NEW YORK – Bringing in rare genetic risk variant data has the potential to improve the performance of polygenic risk scores (PGS) for type 2 diabetes (T2D), according to new research by investigators at the Broad Institute, Boston Children's Hospital, Harvard Medical School, and elsewhere.
"[O]ur results suggest that adding rare variants to complex trait PGSs will be valuable, albeit through polygenic effects quite distinct from those that might have been expected from early predictions of rare variants with a high impact on common disease," co-senior and corresponding author Jason Flannick, a researcher affiliated with the Broad, Harvard, Boston Children's Hospital, and the AMP-T2D-GENES Consortium, and his colleagues wrote in Nature Genetics on Monday.

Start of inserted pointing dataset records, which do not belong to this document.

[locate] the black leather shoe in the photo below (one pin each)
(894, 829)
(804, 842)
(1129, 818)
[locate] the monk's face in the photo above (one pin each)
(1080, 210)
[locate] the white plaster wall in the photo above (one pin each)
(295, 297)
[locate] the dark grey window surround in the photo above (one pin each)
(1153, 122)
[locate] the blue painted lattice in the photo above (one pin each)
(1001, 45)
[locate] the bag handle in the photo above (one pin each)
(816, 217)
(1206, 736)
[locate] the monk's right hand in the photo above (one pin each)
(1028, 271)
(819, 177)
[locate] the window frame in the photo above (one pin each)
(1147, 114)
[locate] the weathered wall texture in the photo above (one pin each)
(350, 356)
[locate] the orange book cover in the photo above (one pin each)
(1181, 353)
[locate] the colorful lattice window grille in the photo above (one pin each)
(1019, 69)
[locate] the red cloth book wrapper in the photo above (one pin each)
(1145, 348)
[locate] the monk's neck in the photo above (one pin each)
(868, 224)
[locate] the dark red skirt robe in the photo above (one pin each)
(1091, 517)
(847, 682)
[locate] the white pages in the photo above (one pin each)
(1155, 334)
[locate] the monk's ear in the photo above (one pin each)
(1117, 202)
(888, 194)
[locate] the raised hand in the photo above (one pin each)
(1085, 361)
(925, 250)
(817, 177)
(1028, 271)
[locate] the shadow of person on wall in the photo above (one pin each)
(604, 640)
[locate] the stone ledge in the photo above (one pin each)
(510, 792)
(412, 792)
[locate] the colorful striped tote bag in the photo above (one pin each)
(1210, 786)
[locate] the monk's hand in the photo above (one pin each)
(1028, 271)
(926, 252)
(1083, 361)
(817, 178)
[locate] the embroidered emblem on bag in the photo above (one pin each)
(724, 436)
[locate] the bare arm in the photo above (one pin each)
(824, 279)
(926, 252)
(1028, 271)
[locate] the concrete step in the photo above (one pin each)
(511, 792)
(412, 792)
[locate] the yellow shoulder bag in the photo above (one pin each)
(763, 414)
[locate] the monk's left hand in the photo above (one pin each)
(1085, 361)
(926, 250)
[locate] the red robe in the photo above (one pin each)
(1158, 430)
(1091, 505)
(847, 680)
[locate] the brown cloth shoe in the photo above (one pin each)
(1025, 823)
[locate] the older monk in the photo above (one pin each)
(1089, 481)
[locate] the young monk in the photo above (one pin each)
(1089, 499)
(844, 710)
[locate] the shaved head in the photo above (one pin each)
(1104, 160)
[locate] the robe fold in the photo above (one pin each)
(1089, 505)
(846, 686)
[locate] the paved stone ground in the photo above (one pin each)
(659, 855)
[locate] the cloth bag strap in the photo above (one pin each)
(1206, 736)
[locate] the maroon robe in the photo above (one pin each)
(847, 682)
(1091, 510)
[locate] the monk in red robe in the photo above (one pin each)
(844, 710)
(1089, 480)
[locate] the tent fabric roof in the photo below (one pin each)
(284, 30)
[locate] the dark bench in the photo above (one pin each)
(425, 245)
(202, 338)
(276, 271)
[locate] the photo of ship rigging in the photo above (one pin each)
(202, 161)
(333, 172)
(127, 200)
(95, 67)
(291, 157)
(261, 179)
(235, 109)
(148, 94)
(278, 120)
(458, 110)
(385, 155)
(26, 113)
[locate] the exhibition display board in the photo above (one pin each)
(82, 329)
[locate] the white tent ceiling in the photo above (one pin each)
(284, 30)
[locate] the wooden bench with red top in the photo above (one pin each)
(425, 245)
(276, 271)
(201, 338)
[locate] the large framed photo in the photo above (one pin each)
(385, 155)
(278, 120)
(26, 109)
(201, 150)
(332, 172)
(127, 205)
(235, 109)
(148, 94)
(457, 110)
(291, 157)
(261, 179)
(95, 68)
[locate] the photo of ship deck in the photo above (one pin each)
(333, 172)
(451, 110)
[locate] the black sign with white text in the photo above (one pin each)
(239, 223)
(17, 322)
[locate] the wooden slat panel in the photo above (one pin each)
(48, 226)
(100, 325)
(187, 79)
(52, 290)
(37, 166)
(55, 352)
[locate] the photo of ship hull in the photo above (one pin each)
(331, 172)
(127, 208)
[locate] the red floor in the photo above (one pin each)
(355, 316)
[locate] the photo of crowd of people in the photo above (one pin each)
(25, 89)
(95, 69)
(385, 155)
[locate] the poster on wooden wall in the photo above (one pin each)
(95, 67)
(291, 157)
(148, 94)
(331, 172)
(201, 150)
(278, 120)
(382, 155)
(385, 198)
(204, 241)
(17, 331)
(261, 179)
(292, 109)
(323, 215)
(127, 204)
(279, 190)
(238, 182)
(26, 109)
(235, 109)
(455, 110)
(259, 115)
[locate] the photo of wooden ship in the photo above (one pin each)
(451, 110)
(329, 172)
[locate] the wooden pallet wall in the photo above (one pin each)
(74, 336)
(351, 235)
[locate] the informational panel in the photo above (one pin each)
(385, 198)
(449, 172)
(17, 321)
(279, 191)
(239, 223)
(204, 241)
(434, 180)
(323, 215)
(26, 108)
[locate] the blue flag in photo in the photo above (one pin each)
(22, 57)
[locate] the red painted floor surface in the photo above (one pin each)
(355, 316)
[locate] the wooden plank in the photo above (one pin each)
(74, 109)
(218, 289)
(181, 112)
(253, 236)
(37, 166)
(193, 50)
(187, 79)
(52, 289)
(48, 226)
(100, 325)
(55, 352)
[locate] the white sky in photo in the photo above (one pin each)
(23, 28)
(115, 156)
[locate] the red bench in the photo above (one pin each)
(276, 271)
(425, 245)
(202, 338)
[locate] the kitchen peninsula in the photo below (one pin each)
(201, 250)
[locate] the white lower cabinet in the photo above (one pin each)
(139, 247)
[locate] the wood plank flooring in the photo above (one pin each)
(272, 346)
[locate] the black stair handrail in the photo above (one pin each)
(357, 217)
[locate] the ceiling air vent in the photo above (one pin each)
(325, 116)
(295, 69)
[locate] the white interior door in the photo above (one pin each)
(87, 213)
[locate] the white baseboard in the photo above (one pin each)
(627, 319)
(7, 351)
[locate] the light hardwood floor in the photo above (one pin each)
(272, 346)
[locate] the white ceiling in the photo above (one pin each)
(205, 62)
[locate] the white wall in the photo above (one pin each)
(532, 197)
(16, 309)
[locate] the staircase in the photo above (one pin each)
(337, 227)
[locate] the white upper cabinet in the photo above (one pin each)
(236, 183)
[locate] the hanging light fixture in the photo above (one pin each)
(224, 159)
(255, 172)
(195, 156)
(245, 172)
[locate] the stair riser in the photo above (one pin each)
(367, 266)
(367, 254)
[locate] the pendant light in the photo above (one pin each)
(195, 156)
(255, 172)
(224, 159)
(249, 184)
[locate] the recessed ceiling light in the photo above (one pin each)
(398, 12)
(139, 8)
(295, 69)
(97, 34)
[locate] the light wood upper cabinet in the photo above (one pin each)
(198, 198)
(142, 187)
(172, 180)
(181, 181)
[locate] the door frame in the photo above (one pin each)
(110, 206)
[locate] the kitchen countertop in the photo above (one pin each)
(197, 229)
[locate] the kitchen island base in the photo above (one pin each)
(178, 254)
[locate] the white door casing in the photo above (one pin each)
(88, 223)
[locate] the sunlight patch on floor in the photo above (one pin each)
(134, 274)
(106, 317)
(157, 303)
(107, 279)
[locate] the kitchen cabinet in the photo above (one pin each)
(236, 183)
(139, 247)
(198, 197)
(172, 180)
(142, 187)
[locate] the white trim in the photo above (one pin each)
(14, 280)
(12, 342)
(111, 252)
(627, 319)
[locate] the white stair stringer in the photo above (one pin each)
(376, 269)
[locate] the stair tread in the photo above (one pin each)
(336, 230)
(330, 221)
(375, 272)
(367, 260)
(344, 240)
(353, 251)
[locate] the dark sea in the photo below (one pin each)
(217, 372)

Using exome sequence data for more than 87,700 UK Biobank or AMP-T2D-GENES study participants of European, Hispanic, African American, East Asian, or South Asian ancestry, the researchers searched for individual variants or genes associated with a T2D-related blood glucose trait known as hemoglobin A1C (HbA1C), an oft-used measure for diagnosing T2D.
"HbA1C is influenced by common genetic variants that affect both pathways central to glycemic control and pathways that influence erythrocytic properties such as cell lifespan," the authors explained, noting that "[e]rythrocytic variants do not affect the risk of T2D and can in fact cause diabetes misdiagnoses by altering the expected relationship between measured HbA1C and true blood glucose levels."
The team highlighted significant HbA1C associations with more than three dozen moderate- or high-impact variants, along with rare variants that were overrepresented in the PIEZO1, GCK, and G6PD genes. These and other rare variants in the erythrocyte function-related genes PIEZO1 and G6PD appeared to influence HbA1C levels used to diagnose T2D, as well as the performance of an existing T2D PGS that is based on common genetic variants.
Expanding their view to include suspicious rare variants with more tenuous ties to HbA1C in the association analysis or to T2D in a prior exome sequencing-based analysis, the investigators put together several rare variant-based PGSs, settling on a proposed T2D PGS that included nearly 21,300 variants spanning more than 150 genes. This set was largely comprised of ultra-rare variants that turned up in three or fewer of the individuals they considered.
While the rare variant diabetes PGS showed promise for predicting T2D, the team found that an approach that brought together both rare and common PGSs for T2D had even better accuracy. The group estimated that the combined PGS could reclassify some 4.9 million misdiagnosed T2D cases in the US alone, compared to 3.4 million reclassifications with a common variant PGS and 2.4 million reclassifications with the PGS that is comprised of rare variants.
"These results suggest that rare variants, despite a comparatively modest impact on complex traits, may meaningfully contribute to genetic-based diagnostic strategies for complex disease," the authors wrote, noting that the current findings "provide a method for constructing complex trait PGSs from rare variants and suggest that rare variants will augment common variants in precision medicine approaches for common disease."